Трамвай ходил туда-сюда, и минут за пять доставлял от выхода из лифта к нужному месту.
Только вот нужное место осталось почти нетронутым. Поставили только лавки по стенам, пару здоровых ящиков для пустой породы и для бренных останков неудачников, и соорудили границу, со шлагбаумом. Шлагбаум – для понта, конечно. Для начальников, туды их мать, которых с лета побывало здесь предостаточно.
Хотел Колян, был момент, написать на нем слово из двух букв, куда это от него идет дорожка, но передумал. Пусть сами догадаются, кто пошустрей.
Но бабки на дело давали не скупясь.
И строгости навели по полной программе. Даже создали особый отдел, чтобы никакой посторонний слух отсюда не пошел.
Братва, которая имела допуск в шахту, получает по две с половиной тысячи баксов на нос, на поверхности – полторы, больше было не положено. И плюс: лишнее слово, – кранты. Это – серьезно. Уже четверых своих с лета отправили через шлагбаум в путешествие, – и не один не дошел до поворота. Такие вот дела…

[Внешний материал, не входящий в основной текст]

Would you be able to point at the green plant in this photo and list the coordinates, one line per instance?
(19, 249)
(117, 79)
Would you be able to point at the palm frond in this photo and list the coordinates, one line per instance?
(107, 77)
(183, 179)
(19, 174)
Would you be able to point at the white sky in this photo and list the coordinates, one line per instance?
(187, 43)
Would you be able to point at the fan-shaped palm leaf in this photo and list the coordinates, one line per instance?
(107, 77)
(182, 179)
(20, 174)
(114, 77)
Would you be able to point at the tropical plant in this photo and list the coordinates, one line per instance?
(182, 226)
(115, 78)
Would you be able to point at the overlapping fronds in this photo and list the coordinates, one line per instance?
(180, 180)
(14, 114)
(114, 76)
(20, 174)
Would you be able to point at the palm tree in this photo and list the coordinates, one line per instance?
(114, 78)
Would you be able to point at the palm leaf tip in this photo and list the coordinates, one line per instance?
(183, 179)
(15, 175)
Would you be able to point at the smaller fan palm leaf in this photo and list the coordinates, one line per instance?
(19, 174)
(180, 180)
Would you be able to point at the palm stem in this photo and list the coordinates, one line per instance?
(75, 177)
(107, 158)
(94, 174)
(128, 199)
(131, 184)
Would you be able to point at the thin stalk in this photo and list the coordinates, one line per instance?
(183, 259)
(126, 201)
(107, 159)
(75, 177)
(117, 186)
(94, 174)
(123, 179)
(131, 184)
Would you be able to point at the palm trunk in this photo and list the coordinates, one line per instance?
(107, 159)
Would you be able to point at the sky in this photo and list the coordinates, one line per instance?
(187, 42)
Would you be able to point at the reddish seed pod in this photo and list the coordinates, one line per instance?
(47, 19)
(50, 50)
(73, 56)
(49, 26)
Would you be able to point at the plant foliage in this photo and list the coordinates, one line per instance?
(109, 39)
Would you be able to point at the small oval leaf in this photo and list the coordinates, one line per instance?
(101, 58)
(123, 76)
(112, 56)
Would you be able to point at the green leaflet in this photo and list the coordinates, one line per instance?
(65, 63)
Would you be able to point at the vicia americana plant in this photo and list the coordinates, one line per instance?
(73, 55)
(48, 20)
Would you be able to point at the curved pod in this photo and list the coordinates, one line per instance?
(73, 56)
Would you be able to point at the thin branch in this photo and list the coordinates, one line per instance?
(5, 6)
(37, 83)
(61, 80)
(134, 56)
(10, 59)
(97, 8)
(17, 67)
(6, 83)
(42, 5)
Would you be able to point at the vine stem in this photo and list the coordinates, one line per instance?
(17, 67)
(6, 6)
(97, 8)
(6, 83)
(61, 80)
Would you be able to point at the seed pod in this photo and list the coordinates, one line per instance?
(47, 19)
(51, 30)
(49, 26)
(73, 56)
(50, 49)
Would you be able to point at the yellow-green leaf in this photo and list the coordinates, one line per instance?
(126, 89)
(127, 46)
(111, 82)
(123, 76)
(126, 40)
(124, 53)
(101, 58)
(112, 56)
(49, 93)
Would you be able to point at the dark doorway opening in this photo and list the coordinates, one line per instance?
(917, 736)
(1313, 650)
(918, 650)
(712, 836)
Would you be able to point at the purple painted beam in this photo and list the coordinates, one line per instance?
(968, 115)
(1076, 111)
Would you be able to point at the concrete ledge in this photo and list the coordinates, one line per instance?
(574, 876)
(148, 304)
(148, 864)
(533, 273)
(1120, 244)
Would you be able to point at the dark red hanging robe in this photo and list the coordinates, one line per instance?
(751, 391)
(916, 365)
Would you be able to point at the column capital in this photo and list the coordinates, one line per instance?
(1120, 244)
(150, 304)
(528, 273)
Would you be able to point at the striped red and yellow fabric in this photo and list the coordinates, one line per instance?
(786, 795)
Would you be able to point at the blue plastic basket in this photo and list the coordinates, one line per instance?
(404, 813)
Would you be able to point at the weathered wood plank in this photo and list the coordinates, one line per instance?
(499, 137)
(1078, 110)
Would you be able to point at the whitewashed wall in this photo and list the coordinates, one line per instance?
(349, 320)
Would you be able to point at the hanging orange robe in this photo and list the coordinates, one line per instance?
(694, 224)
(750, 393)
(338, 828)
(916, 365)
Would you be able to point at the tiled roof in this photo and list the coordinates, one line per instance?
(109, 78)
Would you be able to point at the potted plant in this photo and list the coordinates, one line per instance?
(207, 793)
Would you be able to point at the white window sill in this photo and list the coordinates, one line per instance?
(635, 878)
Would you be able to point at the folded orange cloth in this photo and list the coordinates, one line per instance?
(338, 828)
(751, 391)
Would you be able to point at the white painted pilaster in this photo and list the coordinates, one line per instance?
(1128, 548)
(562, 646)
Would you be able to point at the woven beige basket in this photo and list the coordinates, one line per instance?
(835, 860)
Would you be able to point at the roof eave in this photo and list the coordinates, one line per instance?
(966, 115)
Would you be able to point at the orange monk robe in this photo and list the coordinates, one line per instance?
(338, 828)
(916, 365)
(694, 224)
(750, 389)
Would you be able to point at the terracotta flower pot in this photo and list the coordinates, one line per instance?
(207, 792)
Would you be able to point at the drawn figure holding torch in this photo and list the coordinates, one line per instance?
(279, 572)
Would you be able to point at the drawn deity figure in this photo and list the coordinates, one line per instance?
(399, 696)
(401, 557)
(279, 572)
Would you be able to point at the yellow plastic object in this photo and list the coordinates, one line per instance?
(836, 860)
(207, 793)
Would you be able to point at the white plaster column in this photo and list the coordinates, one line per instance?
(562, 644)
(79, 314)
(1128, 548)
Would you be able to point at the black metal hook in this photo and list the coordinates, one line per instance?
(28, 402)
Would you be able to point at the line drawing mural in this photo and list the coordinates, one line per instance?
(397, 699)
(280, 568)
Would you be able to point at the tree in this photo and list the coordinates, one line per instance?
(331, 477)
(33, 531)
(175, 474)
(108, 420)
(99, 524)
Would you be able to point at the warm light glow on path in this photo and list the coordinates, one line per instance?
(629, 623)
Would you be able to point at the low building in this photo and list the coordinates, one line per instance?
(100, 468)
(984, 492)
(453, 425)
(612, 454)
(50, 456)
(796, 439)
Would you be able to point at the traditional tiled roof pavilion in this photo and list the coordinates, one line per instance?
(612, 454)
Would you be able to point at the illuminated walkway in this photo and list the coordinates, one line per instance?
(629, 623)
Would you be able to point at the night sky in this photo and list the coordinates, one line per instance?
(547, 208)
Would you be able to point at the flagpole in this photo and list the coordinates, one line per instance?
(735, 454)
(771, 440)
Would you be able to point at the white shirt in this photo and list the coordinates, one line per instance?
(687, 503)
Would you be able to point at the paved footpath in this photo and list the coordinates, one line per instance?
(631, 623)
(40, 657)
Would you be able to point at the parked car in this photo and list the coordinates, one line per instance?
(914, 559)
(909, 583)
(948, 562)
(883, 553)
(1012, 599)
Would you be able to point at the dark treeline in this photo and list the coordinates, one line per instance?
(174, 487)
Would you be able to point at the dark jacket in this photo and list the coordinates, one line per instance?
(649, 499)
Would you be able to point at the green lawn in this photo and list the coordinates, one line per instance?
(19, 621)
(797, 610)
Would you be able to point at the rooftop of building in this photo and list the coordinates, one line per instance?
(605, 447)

Вообще, если знать, что здесь творится, – запросто можно поехать головой…
Трамвай ждал у лифта. На козлах сидел Митька-уха.
– Ну? – спросил его Колян. – Что там у вас такое?
– Да ничего. Картинка появилась.
– До утра нельзя было подождать?
– Сами же говорили, как что новое, – вас вызывать. Вот Химик и позвонил. Что вы, Колян, ругаетесь. Я-то здесь при чем.
– Ладно, – сказал Колян, – трогай. Посмотрим на твою картинку.
Они с Бигусом сели на кожаные сиденья, трамвай загудел аккумуляторами и потащился по штреку.
Хорошо бы стены выложить мрамором, как в метро, – будет совсем красиво. Но, может отвалиться, скотина, здесь все-таки влажность.
Несмотря на то, что Колян побаивался этого места, – только себе одному признавался в этом, да и то по пьяни, – приходилось командовать здесь, благоустраивать, а, значит, вкладывать какую-то душу. Такая получалась дурная смесь, как портвейн с пивом… Но никуда не деться.
Не успели докурить, как приехали…
Пол здесь подметали два раза в день, он был утрамбован сотнями ног, и по виду напоминал асфальт. По стенам горели ночные светильники, – и все это напоминало домашний погреб, где должна стоять квашеная в бочке капуста, соленые помидоры и огурцы, грибы в кадке, и храниться на зиму картошка.
Здесь круглый год было плюс семь, – на градусник на стене, для неверующих, можно было не смотреть, он всегда показывал одну и ту же цифру.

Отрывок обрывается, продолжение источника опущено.